Die Eiche neben der Mauer! Das sind nur ein paar Meter. Noah und ich sind ein paar Mal hochgeklettert. Es ist nicht ganz einfach, aber zu schaffen. Dummerweise habe ich die Capri-Leggins an und schramme mir Arme und Beine auf. Aber egal! Jetzt mit voller Kraft hochspringen, dabei mit beiden Händen nach dem Ast über mir greifen und mich mit Hau-Ruck nach oben ziehen!

Ich werfe einen Blick zum Haus und schnappe nach Luft. Der Mann ist auf dem Weg genau hierher! Zwei Sekunden lang kann ich mich vor Schreck nicht mehr bewegen. Dann reiße ich mich zusammen, richte mich mit wackligen Knien auf dem dicken Ast auf und stütze mich mit der rechten Hand an dem Ast neben mir ab. Dann mache ich den Fehler, nach unten zu schauen. Woah! Ist das tief …

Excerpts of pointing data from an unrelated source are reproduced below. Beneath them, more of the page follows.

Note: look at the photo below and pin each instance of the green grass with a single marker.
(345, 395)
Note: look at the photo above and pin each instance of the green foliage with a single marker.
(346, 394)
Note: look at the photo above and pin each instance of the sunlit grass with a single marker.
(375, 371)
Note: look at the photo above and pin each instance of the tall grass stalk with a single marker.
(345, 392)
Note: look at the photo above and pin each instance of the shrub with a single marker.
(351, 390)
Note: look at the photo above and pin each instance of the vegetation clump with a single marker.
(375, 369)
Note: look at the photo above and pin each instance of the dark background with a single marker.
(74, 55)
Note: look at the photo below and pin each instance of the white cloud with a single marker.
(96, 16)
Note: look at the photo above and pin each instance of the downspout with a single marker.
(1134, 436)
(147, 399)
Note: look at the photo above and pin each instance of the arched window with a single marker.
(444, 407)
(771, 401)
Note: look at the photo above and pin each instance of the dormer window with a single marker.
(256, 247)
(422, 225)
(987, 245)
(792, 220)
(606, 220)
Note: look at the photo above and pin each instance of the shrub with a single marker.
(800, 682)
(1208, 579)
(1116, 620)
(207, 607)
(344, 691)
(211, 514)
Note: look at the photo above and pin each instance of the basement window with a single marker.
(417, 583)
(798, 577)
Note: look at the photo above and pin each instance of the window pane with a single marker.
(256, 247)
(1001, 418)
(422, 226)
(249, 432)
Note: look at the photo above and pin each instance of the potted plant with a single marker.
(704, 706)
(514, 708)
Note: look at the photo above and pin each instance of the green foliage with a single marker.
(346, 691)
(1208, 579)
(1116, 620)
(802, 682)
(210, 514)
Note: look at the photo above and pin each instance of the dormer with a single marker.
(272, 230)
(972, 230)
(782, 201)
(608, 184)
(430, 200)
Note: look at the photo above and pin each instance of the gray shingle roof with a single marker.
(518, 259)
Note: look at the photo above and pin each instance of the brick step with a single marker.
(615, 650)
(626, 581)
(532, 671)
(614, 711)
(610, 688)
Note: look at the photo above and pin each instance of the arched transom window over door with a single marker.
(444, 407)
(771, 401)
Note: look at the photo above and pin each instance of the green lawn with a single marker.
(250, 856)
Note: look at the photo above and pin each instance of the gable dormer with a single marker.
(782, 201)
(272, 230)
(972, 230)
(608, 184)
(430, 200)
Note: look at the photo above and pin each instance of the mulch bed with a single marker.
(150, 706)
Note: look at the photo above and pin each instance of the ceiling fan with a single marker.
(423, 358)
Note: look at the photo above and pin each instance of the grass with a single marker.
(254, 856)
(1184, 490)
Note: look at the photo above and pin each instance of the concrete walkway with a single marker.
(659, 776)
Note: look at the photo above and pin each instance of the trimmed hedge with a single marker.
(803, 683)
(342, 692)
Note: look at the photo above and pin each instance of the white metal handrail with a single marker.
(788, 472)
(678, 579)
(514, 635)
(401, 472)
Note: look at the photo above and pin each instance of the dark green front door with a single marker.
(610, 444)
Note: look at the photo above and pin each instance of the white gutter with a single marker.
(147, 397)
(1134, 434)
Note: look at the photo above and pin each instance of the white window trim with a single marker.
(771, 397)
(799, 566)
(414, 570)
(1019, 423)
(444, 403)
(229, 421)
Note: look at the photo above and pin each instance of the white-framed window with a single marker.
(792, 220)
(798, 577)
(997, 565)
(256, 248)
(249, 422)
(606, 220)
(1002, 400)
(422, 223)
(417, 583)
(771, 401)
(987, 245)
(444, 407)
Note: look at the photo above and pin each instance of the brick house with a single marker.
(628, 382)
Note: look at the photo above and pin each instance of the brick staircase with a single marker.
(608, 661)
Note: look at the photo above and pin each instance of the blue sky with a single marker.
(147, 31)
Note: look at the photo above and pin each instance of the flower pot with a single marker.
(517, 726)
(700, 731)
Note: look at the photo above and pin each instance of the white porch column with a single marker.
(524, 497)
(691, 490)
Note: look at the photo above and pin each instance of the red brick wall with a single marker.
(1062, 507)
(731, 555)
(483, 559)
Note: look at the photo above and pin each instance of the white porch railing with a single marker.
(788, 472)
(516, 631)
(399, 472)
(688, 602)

„Komm runter!“ Die Stimme des Mannes lässt mein Herz in die Kniekehlen plumpsen. „Ich tue dir nichts!“ Er ist direkt unter mir, schnauft und rudert mit den Armen.

Das ist der Moment, in dem ich weiß, dass ich etwas tun muss. Jetzt! Mit zitternden Beinen, aber zu allem entschlossen, stoße ich mich mit den Füßen ab … und lande bäuchlings auf der Mauer.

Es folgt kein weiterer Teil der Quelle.